It’s officially the busiest Atlantic hurricane season in 170 years of record keeping. Subtropical Storm Theta formed late on Monday, taking us further into the Greek alphabet.
The storm itself isn’t a particularly formidable sight to behold or even that interesting. It’s subtropical, meaning it has characteristics of both tropical storms and those that form in the higher latitudes with cold cores (think your nor’easters and whatnot), but we get a few of those a year, especially late in the season. Theta has winds of 80.5 kph, which isn’t going to do much damage. It’s puttering eastward from the middle of the Atlantic toward the Strait of Gibraltar. While Portugal’s Madeira Islands are in its path, it’s way too early to talk about if landfall will happen there, let alone impacts.

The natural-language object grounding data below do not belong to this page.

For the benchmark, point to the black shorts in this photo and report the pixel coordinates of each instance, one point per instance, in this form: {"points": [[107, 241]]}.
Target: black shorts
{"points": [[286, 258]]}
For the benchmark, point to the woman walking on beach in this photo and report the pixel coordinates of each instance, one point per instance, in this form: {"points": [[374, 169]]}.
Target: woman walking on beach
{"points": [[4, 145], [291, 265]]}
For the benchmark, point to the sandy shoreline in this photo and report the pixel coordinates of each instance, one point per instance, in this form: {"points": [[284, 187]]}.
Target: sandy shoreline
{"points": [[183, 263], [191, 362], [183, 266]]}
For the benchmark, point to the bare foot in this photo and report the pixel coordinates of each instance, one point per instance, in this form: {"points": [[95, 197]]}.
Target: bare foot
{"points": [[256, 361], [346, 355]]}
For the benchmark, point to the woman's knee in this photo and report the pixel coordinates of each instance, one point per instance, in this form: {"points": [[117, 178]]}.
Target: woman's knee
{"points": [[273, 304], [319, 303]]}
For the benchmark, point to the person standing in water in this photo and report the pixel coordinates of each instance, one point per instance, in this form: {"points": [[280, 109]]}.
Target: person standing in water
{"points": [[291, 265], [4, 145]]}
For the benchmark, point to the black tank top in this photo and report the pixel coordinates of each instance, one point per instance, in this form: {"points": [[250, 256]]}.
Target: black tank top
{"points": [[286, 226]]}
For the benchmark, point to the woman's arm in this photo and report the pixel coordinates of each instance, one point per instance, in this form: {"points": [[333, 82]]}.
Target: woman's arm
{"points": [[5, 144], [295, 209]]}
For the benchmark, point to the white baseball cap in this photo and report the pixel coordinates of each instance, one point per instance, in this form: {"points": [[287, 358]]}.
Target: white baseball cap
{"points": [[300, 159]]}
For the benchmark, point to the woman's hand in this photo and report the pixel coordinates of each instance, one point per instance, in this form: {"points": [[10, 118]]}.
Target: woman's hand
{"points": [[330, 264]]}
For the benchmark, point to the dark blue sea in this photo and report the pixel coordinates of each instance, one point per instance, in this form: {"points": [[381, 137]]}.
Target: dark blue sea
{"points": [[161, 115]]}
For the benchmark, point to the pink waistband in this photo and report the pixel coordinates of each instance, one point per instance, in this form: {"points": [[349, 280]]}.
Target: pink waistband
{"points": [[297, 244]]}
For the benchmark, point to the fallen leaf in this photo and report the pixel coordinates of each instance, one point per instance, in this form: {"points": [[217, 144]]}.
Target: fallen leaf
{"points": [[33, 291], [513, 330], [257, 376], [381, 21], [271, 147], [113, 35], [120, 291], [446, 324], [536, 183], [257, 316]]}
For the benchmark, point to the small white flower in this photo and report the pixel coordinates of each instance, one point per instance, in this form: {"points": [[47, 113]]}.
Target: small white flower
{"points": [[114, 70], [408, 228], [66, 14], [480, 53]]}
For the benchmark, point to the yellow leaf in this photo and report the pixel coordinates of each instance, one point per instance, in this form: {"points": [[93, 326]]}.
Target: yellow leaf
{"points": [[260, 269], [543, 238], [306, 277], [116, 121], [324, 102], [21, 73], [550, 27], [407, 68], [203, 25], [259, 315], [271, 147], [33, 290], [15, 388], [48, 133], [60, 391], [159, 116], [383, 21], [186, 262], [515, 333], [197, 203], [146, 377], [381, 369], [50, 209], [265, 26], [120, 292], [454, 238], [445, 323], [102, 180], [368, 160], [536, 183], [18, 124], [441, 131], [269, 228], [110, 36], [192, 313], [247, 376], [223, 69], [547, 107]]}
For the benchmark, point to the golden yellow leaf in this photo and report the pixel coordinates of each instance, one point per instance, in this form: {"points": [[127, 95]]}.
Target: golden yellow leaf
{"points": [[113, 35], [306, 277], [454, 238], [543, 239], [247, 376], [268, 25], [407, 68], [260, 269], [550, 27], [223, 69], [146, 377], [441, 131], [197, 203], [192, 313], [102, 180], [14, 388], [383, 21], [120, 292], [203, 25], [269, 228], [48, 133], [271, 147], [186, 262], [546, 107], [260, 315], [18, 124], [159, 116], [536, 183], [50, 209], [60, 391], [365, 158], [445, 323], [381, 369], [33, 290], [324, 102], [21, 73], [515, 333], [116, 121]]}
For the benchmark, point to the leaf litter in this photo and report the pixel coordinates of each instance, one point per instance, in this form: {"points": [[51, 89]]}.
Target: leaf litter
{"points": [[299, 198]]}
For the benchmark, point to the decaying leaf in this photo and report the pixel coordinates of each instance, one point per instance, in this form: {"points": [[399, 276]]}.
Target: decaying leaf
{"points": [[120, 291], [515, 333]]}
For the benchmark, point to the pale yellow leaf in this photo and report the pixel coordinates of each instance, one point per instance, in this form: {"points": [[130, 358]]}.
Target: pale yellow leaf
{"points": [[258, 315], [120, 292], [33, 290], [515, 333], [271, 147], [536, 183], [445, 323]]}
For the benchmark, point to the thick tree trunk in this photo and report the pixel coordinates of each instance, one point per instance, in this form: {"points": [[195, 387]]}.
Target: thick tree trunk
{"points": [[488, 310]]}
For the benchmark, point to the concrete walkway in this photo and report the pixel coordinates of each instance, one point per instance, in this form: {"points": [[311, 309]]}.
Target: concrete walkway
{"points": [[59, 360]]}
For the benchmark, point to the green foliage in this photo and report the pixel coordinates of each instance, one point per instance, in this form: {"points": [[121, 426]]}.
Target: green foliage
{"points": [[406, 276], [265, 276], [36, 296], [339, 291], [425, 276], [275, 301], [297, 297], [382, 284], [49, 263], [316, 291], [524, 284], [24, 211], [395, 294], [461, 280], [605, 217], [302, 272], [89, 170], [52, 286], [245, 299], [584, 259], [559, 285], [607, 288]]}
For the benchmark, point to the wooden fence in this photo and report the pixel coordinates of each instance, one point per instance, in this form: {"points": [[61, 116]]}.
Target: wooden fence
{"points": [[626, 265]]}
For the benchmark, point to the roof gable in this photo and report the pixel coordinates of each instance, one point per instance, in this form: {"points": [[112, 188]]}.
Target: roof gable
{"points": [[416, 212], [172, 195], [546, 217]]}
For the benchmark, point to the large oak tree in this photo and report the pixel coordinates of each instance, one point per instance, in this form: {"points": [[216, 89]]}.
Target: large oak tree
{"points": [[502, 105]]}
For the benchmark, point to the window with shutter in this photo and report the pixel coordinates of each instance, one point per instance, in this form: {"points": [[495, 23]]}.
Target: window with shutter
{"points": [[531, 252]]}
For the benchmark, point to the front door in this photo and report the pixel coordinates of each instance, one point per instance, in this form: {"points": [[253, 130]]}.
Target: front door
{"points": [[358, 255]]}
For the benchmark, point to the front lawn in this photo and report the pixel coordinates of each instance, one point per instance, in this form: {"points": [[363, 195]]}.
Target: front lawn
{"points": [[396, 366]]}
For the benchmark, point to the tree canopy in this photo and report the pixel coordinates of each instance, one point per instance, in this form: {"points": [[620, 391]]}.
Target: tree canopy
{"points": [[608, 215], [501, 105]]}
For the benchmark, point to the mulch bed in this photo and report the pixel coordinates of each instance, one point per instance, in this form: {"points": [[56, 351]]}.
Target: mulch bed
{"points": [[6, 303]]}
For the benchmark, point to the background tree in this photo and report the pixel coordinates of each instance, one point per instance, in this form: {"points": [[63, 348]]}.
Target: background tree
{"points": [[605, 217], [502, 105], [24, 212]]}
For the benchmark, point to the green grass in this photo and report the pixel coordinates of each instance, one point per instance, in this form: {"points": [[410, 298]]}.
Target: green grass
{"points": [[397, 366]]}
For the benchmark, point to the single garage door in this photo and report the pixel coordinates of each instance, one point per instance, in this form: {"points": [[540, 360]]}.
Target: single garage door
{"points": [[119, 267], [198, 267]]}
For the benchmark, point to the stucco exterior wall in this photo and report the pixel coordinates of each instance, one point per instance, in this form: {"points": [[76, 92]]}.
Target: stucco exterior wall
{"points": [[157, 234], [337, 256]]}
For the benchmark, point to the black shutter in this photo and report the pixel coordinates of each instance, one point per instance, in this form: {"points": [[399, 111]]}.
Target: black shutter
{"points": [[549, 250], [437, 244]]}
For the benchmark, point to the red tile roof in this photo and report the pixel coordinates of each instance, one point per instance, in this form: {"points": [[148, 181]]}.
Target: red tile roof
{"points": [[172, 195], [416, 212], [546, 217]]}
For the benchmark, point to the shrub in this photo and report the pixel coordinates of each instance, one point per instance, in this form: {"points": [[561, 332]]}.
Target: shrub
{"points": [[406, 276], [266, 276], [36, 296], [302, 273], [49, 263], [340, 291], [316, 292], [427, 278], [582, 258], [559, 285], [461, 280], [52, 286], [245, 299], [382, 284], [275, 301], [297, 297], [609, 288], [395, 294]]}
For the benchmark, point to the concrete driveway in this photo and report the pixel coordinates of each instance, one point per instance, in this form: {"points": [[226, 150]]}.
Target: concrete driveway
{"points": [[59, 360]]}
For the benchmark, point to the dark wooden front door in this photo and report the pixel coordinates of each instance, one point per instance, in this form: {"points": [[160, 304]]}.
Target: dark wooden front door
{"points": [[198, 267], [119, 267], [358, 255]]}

But for all the ho-hum characteristics, it’s what the storm represents when we zoom out to the season level that matters. Theta is the 29th storm to form in an Atlantic hurricane season that started early, and with few exceptions, never really let up. A record-setting number of storms have now formed, adding to the other slew of records set this season. Those include cumulative ones such as a record 12 cyclones making landfall in the U.S. as well as individual freaks such as Tropical Storm Cristobal’s “lakefall” on Lake Superior, and Hurricane Laura, which tied for the strongest storm to ever make landfall in Louisiana. The disaster fatigue has been real, as 2020 has layered record hurricanes on top of record wildfires on top of a derecho on top of a deadly pandemic.
Conditions were prime for a busy season, and the National Oceanic and Atmospheric Administration forecast reflected that. But the season has outpaced even the forecast as the atmosphere and ocean conspired to keep churning out storms. Overall, this year has seen slack winds high above the Earth’s surface that have allowed hurricanes to spin up. That can actually be linked in part to cooler-than-normal ocean temperatures in the tropical Pacific, where a La Niña has formed. In the Atlantic, Caribbean, and Gulf of Mexico, though, warm ocean waters have in turn allowed a spate of cyclones to rapidly intensify, sometimes with disastrous consequences right before landfall.
That includes Eta, a former major hurricane that smashed into Central America last week and has done a loop de loop over Cuba and Florida. It could make yet another landfall on the Gulf Coast again this weekend because why not.
Climate change could be playing a role. Everything getting hotter, including oceans, is a hallmark of climate change (you know, the whole global warming thing). Atlantic hurricanes have been intensifying more rapidly and into more fierce storms in recent decades. Atlantic hurricane season has also seen the Power Dissipation Index — a measure of a season that takes into account the number of storms, intensity, and duration — rise over the course of the satellite era. Both natural- and human-caused climate change-driven factors are behind the trend.
Findings show the deadly 2017 hurricane season got a boost from climate change, and it wouldn’t be surprising to see similar results about this year’s flurry of cyclones. We’ll have to wait for research to come out on the exact role, but then we also have to wait for this season to officially end on November 30. And Theta may not be our last storm; the U.S. National Hurricane Centre has already identified another disturbance to watch over the next five days in the Caribbean.